Bupati menyoroti sejumlah persoalan strategis yang masih membutuhkan perhatian serius, di antaranya peningkatan kualitas pelayanan publik, optimalisasi PAD, pengelolaan persampahan, penanganan konflik sosial di beberapa wilayah, serta pemenuhan kebutuhan air bersih di Kota Masohi dan wilayah Maluku Tengah secara keseluruhan.
Menurutnya, evaluasi yang jujur terhadap capaian dan kekurangan menjadi pijakan penting dalam membangun pemerintahan yang profesional dan dipercaya masyarakat.
“Kejujuran dalam evaluasi akan memperkuat langkah kita ke depan,” ujarnya.
Memasuki awal Tahun 2026, Bupati menegaskan bahwa fase ini merupakan periode penentu. Seluruh perangkat daerah diwajibkan menyelesaikan laporan keuangan Tahun Anggaran 2025 secara tepat waktu dan berkualitas, menyusun laporan kinerja secara akurat, serta menyiapkan arus kas Tahun 2026 secara disiplin dan realistis. Di saat yang sama, penyusunan dokumen perencanaan Tahun 2027 harus segera dimulai dengan berbasis data evaluasi kinerja dan kebutuhan riil masyarakat.
Dalam konteks keuangan daerah, Bupati menekankan bahwa peningkatan PAD harus dilakukan secara cerdas, inovatif, dan adil tanpa membebani masyarakat. Fokus diarahkan pada penutupan kebocoran, perbaikan sistem, optimalisasi pajak dan retribusi daerah, serta percepatan digitalisasi layanan.

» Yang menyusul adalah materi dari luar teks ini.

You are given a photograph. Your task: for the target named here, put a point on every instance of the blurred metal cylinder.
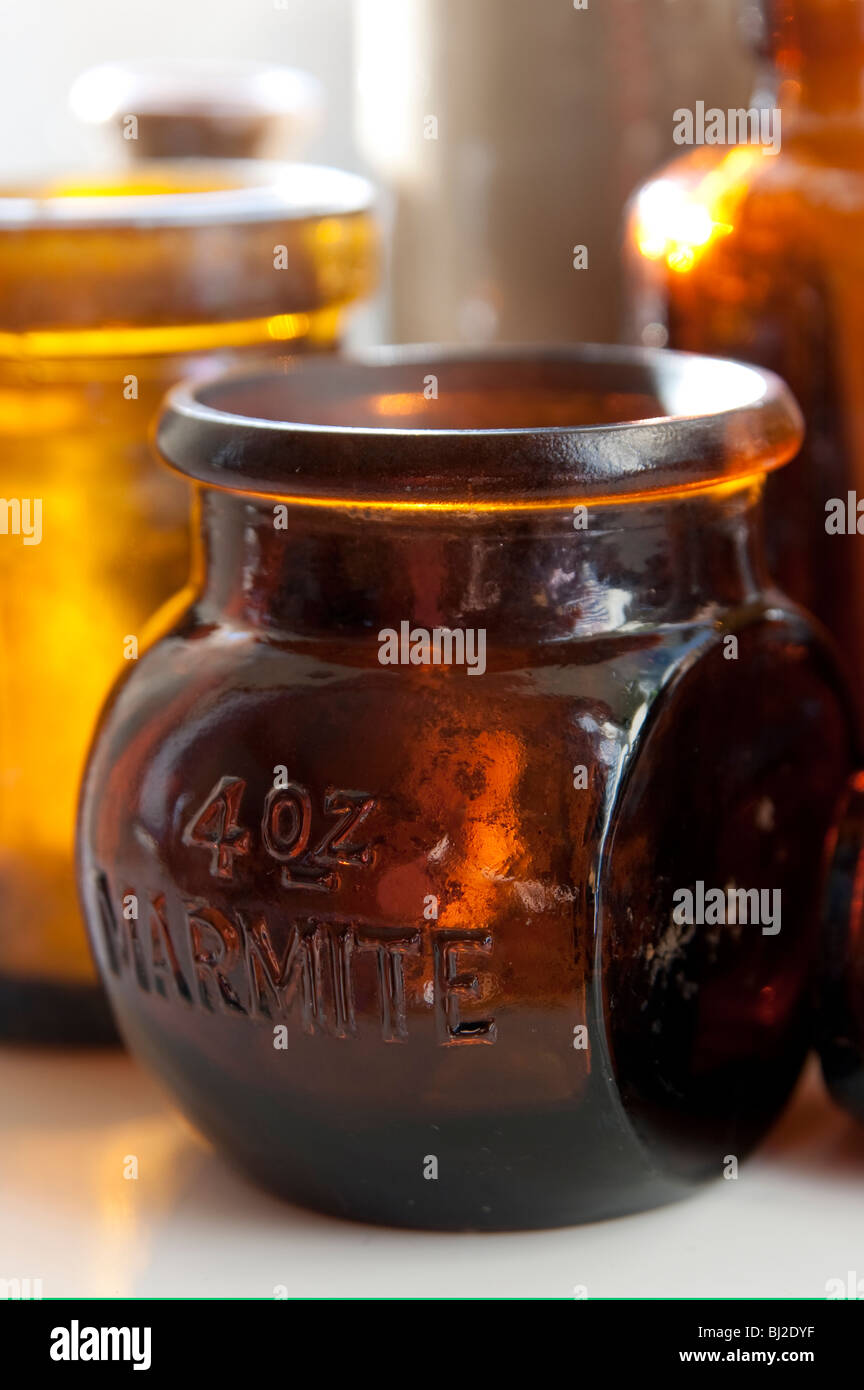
(511, 134)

Pelayanan publik, lanjut Bupati, harus menjadi prioritas utama. Pelayanan kesehatan harus cepat, ramah, profesional, dan manusiawi tanpa prosedur berbelit. Pelayanan administrasi kependudukan harus mudah, pasti, bebas pungutan liar, dan nondiskriminatif, mengingat data kependudukan merupakan fondasi utama perencanaan dan pelayanan yang tepat sasaran.
Ia juga menegaskan pentingnya pengelolaan persampahan dan lingkungan secara serius dan berkelanjutan.
“Kebersihan lingkungan adalah wajah pemerintah di mata publik. Jangan sampai persoalan sampah menjadi simbol ketidakmampuan kita dalam melayani masyarakat,” tegasnya.
Terkait konflik sosial, Bupati menekankan peran pemerintah daerah sebagai penengah dan pemersatu. Ia meminta Kepala Kesbangpol segera memfasilitasi koordinasi dan pertemuan rekonsiliasi dengan melibatkan perangkat daerah terkait, seperti Dinas Perumahan, Pemberdayaan Masyarakat, Sosial, Kesehatan, dan Pendidikan.
Menutup arahannya, Bupati mengajak seluruh ASN Maluku Tengah untuk memperkuat disiplin, integritas, dan profesionalisme, serta meninggalkan pola kerja menunggu perintah, bekerja sekadar menghabiskan anggaran, dan mentalitas zona nyaman.
“Bangun budaya kerja yang proaktif, bertanggung jawab atas kinerja, dan jadikan integritas sebagai identitas ASN Maluku Tengah,” pungkasnya. (MN-02).